Xerox’s management team has expressed a preference for getting ethnography involved early when it comes to problem solving like this parking example. While the company can glean a lot from algorithms and Big Data, ethnography offers a counterpart to data analysis and can help confirm that the right approach is being taken, confirms the interpretation of data and shows that nothing has been missed.
Xerox took the approach that big data analysis and ethnographic research were to be used to complement each other rather than deciding between one approach and the other. For many companies, commissioning any kind of research is often prohibitively expensive; this dual method approach is only suitable for brands with major resources behind them.
Intel: the world’s largest corporate ethnographer
At Intel, ethnography is used to gain a more complete understanding of customers, to inform strategy and planning, and to improve the firm’s ability to innovate successfully.
The company first employed ethnographic research in the mid nineties to see if the products it sold for business use could seamlessly move into the home environment and help it open a whole new audience of private consumers.

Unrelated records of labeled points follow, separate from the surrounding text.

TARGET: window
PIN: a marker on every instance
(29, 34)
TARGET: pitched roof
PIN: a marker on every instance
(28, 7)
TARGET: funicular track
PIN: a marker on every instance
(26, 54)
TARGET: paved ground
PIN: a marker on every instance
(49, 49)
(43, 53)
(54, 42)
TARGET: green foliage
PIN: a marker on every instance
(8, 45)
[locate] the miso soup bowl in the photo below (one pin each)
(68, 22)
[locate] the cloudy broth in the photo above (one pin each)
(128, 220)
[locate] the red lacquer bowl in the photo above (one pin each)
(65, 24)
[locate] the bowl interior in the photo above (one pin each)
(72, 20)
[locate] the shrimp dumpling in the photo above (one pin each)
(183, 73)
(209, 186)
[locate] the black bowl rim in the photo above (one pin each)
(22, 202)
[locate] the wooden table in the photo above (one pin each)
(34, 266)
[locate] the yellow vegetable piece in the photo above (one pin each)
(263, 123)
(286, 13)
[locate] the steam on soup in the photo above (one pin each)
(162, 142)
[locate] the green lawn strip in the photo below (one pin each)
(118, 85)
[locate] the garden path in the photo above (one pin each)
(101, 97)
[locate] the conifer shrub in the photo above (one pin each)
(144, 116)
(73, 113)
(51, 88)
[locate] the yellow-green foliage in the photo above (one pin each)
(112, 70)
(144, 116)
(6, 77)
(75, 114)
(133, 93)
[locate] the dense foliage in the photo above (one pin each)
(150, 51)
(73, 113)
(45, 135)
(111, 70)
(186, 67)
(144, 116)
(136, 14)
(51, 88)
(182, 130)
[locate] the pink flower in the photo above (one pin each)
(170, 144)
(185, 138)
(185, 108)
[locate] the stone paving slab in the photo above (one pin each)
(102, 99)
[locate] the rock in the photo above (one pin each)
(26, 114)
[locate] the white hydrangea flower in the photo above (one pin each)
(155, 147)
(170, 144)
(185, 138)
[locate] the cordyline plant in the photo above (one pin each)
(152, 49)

It dubbed this approach “new uses for new users.”
Obviously Intel has access to plenty of information about buying habits from various pieces of market research and customer data. But ethnographic analysis can provide another kind of information – the type consumers aren’t necessarily able to express.

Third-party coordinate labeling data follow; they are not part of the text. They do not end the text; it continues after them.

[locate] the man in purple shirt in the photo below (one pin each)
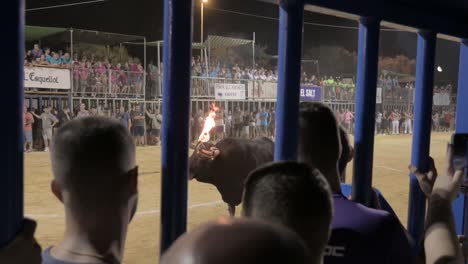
(359, 234)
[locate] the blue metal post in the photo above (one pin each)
(462, 111)
(366, 92)
(176, 103)
(11, 178)
(289, 73)
(422, 130)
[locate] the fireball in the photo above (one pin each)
(209, 124)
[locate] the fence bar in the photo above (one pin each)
(462, 111)
(176, 103)
(422, 130)
(289, 73)
(11, 180)
(368, 52)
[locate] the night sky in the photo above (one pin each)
(145, 17)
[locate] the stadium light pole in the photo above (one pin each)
(201, 25)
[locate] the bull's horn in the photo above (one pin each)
(215, 151)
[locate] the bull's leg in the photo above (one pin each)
(232, 210)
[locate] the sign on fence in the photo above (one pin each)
(378, 99)
(229, 91)
(311, 93)
(441, 99)
(262, 89)
(50, 78)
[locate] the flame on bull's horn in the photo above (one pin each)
(209, 124)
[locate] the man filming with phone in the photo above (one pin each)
(440, 239)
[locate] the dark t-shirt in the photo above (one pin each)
(364, 235)
(138, 122)
(48, 259)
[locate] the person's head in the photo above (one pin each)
(347, 151)
(96, 192)
(237, 241)
(319, 141)
(294, 195)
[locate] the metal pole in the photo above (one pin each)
(11, 182)
(289, 73)
(253, 52)
(159, 69)
(201, 28)
(176, 103)
(462, 112)
(70, 94)
(422, 130)
(368, 51)
(144, 69)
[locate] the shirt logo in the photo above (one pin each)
(334, 251)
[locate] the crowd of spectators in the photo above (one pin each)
(93, 76)
(143, 124)
(293, 212)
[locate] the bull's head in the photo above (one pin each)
(201, 161)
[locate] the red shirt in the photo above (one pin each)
(28, 120)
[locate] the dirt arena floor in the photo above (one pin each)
(392, 155)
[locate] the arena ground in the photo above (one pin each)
(392, 155)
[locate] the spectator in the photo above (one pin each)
(83, 112)
(359, 234)
(23, 249)
(263, 116)
(99, 195)
(293, 195)
(66, 59)
(36, 52)
(124, 118)
(440, 242)
(138, 123)
(156, 123)
(48, 122)
(243, 241)
(238, 122)
(55, 60)
(64, 116)
(28, 121)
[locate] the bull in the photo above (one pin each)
(227, 164)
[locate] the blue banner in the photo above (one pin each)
(311, 93)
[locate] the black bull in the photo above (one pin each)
(228, 163)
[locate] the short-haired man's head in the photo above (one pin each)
(242, 240)
(92, 159)
(319, 141)
(292, 194)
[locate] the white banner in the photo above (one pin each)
(50, 78)
(229, 91)
(441, 99)
(379, 95)
(262, 89)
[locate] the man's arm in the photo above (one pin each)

This might include looking at how net natives (those who grew up with the internet) and net immigrants (those who first accessed the net as adults) differ in their use of technology. Consumers are only able to answer questions from their own perspective, so ethnographers are able to get a bigger picture by observing rather than asking about use of technology by different social groups.
One of the products Intel’s ethnography program has produced is a handheld netbook-type PC for emerging markets. This product was designed to reflect the way children like to carry a pen and paper around a classroom, so it’s highly portable, flexible, and durable to reflect their real-life needs and behavior.
Approaches which use ethnography was particularly useful when dealing with children from emerging markets who aren’t necessarily able to articulate what tech they have a need for based on experience and understanding of what options were available to them.
Introducing a new product to a fresh market like young users in emerging markets is an illustration of the “new uses for new users” approach that ethnography can offer to tech firms.
Ethnography is now used to inform their long-range strategic planning, and to answer questions about how consumer use of technology is likely to evolve. The kind of questions Intel now investigates using ethnographic research include how comfortable baby boomers are at moving away from TV and PC to tablet use, and how smartphones are replacing PCs.
Intel has found the insights it has gained from ethnographic research to be so worthwhile that it now employs what is probably the biggest corporate ethnography team in the world.
At Intel, ethnography is a core part its long term strategy and forms a core part of its engineering research function: the company sees this research as vital to how it survives and adapts to our changing use of technology.